Tuesday, 27 October 2009

Shores of Lake Titicaca

Felt privileged wandering the shores of Lake Titicaca, about 20km out of Puno to be offered a ride by a friendly trout farmer, to see his farms out on the lake.






Women fixing the nets


Some more pics while taking in the Lake Titicaca shore outside Puno



Stock grazing on a makeshift football pitch

Puno - early morning on the shore of Lake Titicaca

Heavily touristed places unsettle me a bit but am first to acknowledge that the masses flock to these places for a reason.
Puno is the first stop on a trip ending at Cuzco from Arequipa that we have undertaken with Allison's parents as they visit us here in Peru for a couple of weeks.
Puno exists for tourism and it's main attraction, Lake Titicaca is flanked by humble farmers working the land and trout farmers plying the lake.
At 3800m above seas level, this is more than just one enormous navigable lake.
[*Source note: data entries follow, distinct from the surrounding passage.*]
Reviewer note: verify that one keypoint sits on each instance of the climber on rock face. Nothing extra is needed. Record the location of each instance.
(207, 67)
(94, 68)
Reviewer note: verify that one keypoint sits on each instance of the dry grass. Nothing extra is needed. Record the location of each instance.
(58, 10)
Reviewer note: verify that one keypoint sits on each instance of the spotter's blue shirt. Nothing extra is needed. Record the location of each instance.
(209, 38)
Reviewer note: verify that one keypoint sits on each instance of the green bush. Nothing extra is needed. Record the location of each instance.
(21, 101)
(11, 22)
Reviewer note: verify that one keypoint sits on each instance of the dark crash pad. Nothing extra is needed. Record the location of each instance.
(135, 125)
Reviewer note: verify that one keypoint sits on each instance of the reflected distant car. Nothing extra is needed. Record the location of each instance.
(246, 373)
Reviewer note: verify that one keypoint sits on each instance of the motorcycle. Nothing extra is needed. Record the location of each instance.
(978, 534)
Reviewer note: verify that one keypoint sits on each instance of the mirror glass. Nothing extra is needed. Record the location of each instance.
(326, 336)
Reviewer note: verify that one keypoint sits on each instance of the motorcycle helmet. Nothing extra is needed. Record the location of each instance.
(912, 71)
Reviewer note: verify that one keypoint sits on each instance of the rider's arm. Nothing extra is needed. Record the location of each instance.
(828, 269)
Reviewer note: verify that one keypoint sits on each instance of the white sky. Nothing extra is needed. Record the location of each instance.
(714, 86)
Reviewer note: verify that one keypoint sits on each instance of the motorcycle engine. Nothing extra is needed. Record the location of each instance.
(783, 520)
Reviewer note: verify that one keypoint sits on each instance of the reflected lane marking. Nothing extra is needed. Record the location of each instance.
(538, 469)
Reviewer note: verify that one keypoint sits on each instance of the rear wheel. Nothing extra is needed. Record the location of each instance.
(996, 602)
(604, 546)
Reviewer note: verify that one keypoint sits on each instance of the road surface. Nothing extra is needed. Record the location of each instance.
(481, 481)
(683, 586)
It's cold nights, floating islands, vicious sun, micro-climate and lakeside communities (among many other things) make it an unusual and fascinating place to be in. Unlike Arequipa, folk in traditional dress are everywhere, and not just for tourists. A short trip away from the tourist centre gives way to a Peru you expect from the postcards and glossy brochures, though they aren't selling you anything - just going about their lives as they have done for the longest time.
I got up early, very early to see Puno getting ready to serve the tourist hordes. I was left alone to wander as the sun came up over Titicaca and gradually the locals set themselves up to greet the gringos. Only at this time, over a period of 4 days, did I find Puno with it's guard down and being itself - to a degree. It was one of the most beautiful mornings i'd had yet (there is a Machu Picchu early morning to follow as stiff competition!)












Monday, 26 October 2009

No time for blogging - thats a good thing

Will post some pics of our travels through Puno, Lake Titicaca, Bolivian border, Cuzco and the magnificent Machu Picchu very soon. Currently being very touristy for the first time on this trip and having a great time with Allison's parents thus not leaving much time or energy to blog some of the hundreds of pics I have taken over the last 2 weeks. It has been great just to capture this stunning country and not consider stories for a short time. Ally has loved having a shopping partner and Adam has seen to it that I have put on a few extra kilos. The food has been one of the many highlights.
Will resume some normality in Lima soon before again embarking on a small trip into the jungle - namely Iquitos. We will spend 4 or so days on the Amazon River getting to this town, unaccessible by road. I hope to get some pics up before then as I am sure after, the back log will be ridiculous.